Some serious budget cutting over the past couple of years is starting to pay off for Proviso Township High School District 209. It cut an operating deficit that had ballooned to $14 million in 2007 down to $981,000 in 2009 and now the Illinois State Board of Education (ISBE) has recognized its efforts and has removed District 209 from its financial watch list.
Every year the ISBE examines the financial numbers of every school district in Illinois. It crunches the numbers, applies a formula, comes up with a score and a financial rating. The ISBE has four ratings for financial strength: recognition is the highest, then comes review, followed by early warning and, worst of all, watch. After examining Proviso’s 2009 numbers the state bumped District 209 up to the review category from the watch list.
“It is good news, it shows progress toward getting control of their finances” said Jim Popernik, the chairman of the state financial oversight panel that was created in December 2008 to oversee the district’s finances. Proviso is just one of three school districts in the state that is overseen by a financial oversight panel.
Proviso is in some ways ahead of other school districts because they have been cutting spending for awhile now.
“Proviso has been making cuts for the last few years so they’re not in as bad a shape as a lot of other people,” Popernik said.
In 2008 District’s 209 operating deficit was still $7 million. But the district instituted a variety of cuts. It eliminated 15 central office positions including two assistant principals, 11directors, one assistant director and one manager as well as eliminating 13 secretarial or other office support positions according to TaQuoya Kennedy, a spokeswoman for the district.
The district eliminated 37 other support positions and cut 15 operations and management positions. Among the positions eliminated were 10 part time teachers’ aides, five 12-month secretaries, seven full time security workers and two teen pregnancy counselors.
It eliminated alternative programs for 18 and 19 year old students closed the district print shop, reduced overtime and eliminated some software contracts, reduced the food budget and made a host of other cuts, including elimination of almost $500,000 in service contracts.

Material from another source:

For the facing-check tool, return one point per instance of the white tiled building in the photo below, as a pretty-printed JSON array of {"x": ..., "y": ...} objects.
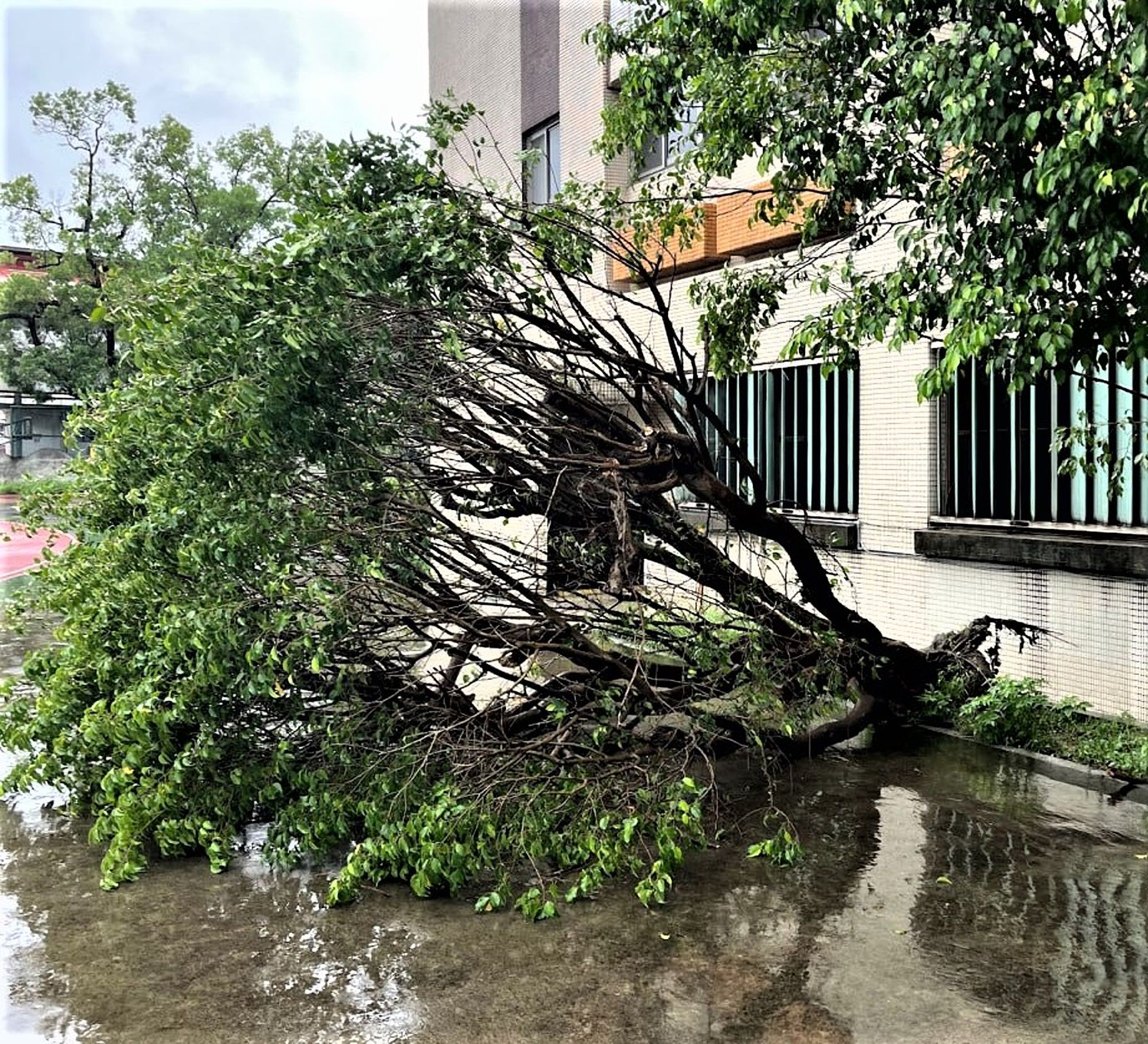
[{"x": 956, "y": 508}]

“The district has greatly improved its finances and is no longer on financial watch,” said Deb Vespa the ISBE Division Administrator who is working with District 209.
However the district will still be under state supervision for at least two more years and is not out of the financial woods yet.
“We’re still monitoring the school district,” Vespa said. “We need to continue to work on that deficit spending so they don’t erode those fund balances in the future. The financial oversight panel will be there until they can obtain balanced budgets.”
The district must continue to cut spending because it has exhausted its legal borrowing capacity Popernik said.
“They are in a condition where they can’t borrow money so that they have to have a balanced budget,” Popernik said. “They’re tapped out for another 20 to 25 years in terms of being able to borrow.”
The district faces tough times next year because of anticipated reductions in state aid and it recently announced that it was laying off 58 teachers. Still the ratings jump was good news for a district that has struggled with poor academic performance as well as financial issues for years.
“This took strong leadership from our board of education and it took collaboration from all our stakeholders,” said District 209 school board president Chris Welch. “So this is a cause for celebration.”